Creative Commons et bibliothèque : une symbiose à construire en collaboration

Nous espérons au terme de cette étude avoir convaincu de l’intérêt que les Creative Commons peuvent revêtir pour les bibliothèques. Malgré les incertitudes qui pèsent encore sur leur validité juridique en droit français, il nous semble que ces licences constituent bel et bien une alternative réelle. La prise de risque qu’implique leur utilisation ne nous paraît pas de nature à devoir dissuader les établissements français de les utiliser plus largement qu’ils ne le font, eu égard aux avantages qu’ils peuvent en retirer.

Dans un pays comme le Royaume-Uni, il n’est pas abusif de dire qu’un véritable mouvement s’est créé autour des Creative Commons, réunissant un grand nombre d’acteurs privés et d’institutions culturelles autour d’un projet commun, avec le soutien du gouvernement 51. Au niveau européen, les Creative Commons ont également fait une percée lors de la consultation lancée auprès des bibliothèques nationales par la Commission européenne : i2010 Digital Libraries 52. La fondation Creative Commons a d’ailleurs participé activement à cette consultation en remettant à la Commission un très intéressant rapport 53.

Les relations entre les Creative Commons et les bibliothèques doivent selon nous être comprises sur le mode de la symbiose. En utilisant plus largement ces licences, les bibliothèques les feraient en effet bénéficier de leur crédibilité et de leur poids institutionnel, ce qui pourrait contribuer à attirer l’attention des pouvoirs publics et à favoriser leur reconnaissance. Il nous semble en particulier que si la loi du 1er août 2006 devait être remise en discussion, comme ce sera sans doute le cas, les bibliothèques françaises devraient se ranger du côté des représentants de Creative Commons France pour faire en sorte que la loi évolue dans un sens favorable au développement des licences libres. Un tel résultat peut être atteint simplement en permettant aux auteurs de renoncer valablement à l’exercice de leurs droits par contrat, comme c’est déjà le cas dans un certain nombre de pays 54.

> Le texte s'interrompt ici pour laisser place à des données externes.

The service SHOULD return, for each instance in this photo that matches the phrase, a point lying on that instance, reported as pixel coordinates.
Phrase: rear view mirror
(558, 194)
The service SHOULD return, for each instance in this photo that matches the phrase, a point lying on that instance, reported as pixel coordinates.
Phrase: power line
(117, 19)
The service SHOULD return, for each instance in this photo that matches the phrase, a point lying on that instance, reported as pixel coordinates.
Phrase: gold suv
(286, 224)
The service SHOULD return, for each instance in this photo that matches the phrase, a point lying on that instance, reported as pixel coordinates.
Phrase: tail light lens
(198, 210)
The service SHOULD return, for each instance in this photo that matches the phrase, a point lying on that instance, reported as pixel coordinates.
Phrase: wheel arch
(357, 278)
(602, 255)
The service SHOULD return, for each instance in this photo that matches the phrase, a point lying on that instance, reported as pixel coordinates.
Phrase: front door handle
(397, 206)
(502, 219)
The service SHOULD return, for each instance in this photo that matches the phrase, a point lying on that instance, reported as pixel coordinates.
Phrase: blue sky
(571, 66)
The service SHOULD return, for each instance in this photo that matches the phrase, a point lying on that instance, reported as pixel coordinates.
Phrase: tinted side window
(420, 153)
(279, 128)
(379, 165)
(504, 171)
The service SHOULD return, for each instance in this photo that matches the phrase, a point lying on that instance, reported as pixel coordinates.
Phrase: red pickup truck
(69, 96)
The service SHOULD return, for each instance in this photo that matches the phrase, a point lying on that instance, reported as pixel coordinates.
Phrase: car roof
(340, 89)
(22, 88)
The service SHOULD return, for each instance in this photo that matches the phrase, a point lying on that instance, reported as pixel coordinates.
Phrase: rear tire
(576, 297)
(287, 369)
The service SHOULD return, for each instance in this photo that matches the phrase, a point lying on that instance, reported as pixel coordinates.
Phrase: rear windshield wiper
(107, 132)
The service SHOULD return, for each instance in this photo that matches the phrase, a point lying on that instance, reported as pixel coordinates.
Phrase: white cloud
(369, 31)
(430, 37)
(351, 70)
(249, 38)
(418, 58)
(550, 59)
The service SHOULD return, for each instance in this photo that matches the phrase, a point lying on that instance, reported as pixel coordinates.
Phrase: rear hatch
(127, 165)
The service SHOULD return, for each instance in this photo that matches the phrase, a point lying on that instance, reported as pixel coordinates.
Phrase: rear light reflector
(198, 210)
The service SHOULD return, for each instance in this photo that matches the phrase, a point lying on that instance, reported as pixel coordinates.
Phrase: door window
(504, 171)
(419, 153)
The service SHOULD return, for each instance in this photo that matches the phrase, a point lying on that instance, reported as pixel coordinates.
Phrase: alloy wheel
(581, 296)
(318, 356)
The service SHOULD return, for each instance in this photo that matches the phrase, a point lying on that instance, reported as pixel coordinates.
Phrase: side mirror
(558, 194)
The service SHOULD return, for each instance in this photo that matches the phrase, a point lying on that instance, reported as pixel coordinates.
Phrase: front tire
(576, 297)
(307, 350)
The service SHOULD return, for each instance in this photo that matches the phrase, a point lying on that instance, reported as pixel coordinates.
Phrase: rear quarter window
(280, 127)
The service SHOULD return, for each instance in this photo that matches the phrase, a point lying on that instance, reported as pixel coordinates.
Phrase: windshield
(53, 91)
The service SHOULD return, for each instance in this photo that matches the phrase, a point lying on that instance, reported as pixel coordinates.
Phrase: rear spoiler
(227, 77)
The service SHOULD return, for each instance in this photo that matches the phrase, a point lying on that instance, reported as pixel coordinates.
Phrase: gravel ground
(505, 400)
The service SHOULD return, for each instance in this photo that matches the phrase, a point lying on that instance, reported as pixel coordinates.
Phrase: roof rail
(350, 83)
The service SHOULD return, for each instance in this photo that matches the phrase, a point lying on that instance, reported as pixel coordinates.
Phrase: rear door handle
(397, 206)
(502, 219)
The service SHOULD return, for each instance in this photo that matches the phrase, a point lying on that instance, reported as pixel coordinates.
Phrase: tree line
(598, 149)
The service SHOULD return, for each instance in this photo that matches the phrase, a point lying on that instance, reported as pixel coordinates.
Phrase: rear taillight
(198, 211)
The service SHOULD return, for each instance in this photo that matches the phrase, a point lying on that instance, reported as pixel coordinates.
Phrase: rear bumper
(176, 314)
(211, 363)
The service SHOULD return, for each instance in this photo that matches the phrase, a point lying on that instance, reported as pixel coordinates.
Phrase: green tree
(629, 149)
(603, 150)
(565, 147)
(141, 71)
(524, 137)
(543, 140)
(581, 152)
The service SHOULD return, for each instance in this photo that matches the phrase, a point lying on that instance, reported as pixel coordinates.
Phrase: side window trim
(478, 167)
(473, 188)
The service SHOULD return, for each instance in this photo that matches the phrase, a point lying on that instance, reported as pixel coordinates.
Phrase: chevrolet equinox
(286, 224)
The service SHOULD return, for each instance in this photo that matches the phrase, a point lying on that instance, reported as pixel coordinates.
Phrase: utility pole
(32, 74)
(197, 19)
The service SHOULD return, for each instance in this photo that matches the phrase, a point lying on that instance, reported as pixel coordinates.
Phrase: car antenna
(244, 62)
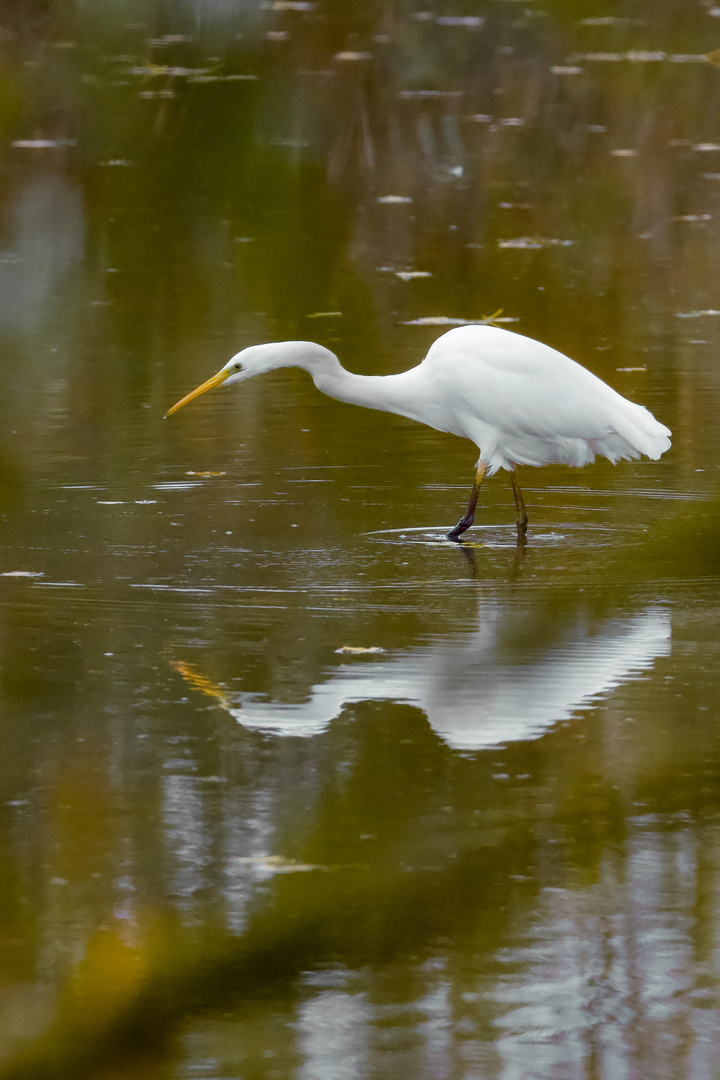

Pour une bibliothèque, recourir aux Creative Commons, ce n’est pas seulement une solution technique, utile pour lever certaines difficultés. Il s’agit d’un choix symbolique fort, tout comme peut l’être l’adoption d’un logiciel libre pour le SIGB de l’établissement. Un choix en faveur d’une certaine idée de la création et de la culture, pour qu’un jour peut-être, en matière de droits d’auteur, la liberté devienne la règle et l’interdiction l’exception.